Quantum information in quantum cognition

Posted by in categories: neuroscience, particle physics, quantum physics

Some research topics, says conventional wisdom, a physics PhD student shouldn’t touch with an iron-tipped medieval lance: sinkholes in the foundations of quantum theory. Problems so hard, you’d have a snowball’s chance of achieving progress. Problems so obscure, you’d have a snowball’s chance of convincing anyone to care about progress. Whether quantum physics could influence cognition much.
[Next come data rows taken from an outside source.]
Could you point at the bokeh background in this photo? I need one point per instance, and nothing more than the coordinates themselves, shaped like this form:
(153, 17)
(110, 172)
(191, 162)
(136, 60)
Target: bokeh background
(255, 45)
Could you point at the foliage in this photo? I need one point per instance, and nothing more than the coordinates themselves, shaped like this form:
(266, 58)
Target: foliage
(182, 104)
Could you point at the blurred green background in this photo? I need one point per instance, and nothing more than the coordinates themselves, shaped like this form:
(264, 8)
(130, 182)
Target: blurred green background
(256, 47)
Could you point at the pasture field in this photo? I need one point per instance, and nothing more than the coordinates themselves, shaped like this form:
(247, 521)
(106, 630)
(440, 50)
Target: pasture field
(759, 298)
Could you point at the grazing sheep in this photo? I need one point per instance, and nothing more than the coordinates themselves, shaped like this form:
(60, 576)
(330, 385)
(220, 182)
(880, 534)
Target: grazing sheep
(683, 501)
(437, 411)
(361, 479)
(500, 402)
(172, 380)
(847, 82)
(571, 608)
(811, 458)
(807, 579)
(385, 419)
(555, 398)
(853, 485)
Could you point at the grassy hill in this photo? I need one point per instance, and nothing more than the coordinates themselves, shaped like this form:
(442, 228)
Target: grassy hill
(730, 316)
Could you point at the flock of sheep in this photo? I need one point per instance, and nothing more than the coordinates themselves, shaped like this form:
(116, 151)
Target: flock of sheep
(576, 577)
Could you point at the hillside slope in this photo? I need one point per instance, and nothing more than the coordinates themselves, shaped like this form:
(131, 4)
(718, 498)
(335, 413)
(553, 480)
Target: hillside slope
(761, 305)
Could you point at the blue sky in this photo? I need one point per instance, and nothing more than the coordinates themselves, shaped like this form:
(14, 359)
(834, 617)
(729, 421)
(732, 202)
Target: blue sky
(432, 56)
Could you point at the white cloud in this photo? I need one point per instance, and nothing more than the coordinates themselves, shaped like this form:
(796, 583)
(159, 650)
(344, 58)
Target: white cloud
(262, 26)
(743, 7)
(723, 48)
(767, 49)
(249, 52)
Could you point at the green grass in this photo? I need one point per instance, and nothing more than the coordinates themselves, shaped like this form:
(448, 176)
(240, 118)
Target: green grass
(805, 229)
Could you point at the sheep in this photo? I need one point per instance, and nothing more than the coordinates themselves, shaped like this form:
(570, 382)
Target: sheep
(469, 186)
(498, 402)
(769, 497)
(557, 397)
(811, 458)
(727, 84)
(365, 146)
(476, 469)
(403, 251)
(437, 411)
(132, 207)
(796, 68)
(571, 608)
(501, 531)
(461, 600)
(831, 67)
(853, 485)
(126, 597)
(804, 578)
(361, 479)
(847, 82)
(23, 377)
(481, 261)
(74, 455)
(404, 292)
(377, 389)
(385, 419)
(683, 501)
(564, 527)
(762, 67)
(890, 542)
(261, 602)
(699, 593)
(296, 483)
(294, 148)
Quantum physics influences cognition insofar as (i) quantum physics prevents atoms from imploding and (ii) implosion inhabits atoms from contributing to cognition. But most physicists believe that useful entanglement can’t survive in brains. Entanglement consists of correlations shareable by quantum systems and stronger than any achievable by classical systems. Useful entanglement dies quickly in hot, wet, random environments.

Brains form such environments. Imagine injecting entangled molecules A and B into someone’s brain. Water, ions, and other particles would bombard the molecules. The higher the temperature, the heavier the bombardment. The bombardiers would entangle with the molecules via electric and magnetic fields. Each molecule can share only so much entanglement. The more A entangled with the environment, the less A could remain entangled with B. A would come to share a tiny amount of entanglement with each of many particles. Such tiny amounts couldn’t accomplish much. So quantum physics seems unlikely to affect cognition significantly.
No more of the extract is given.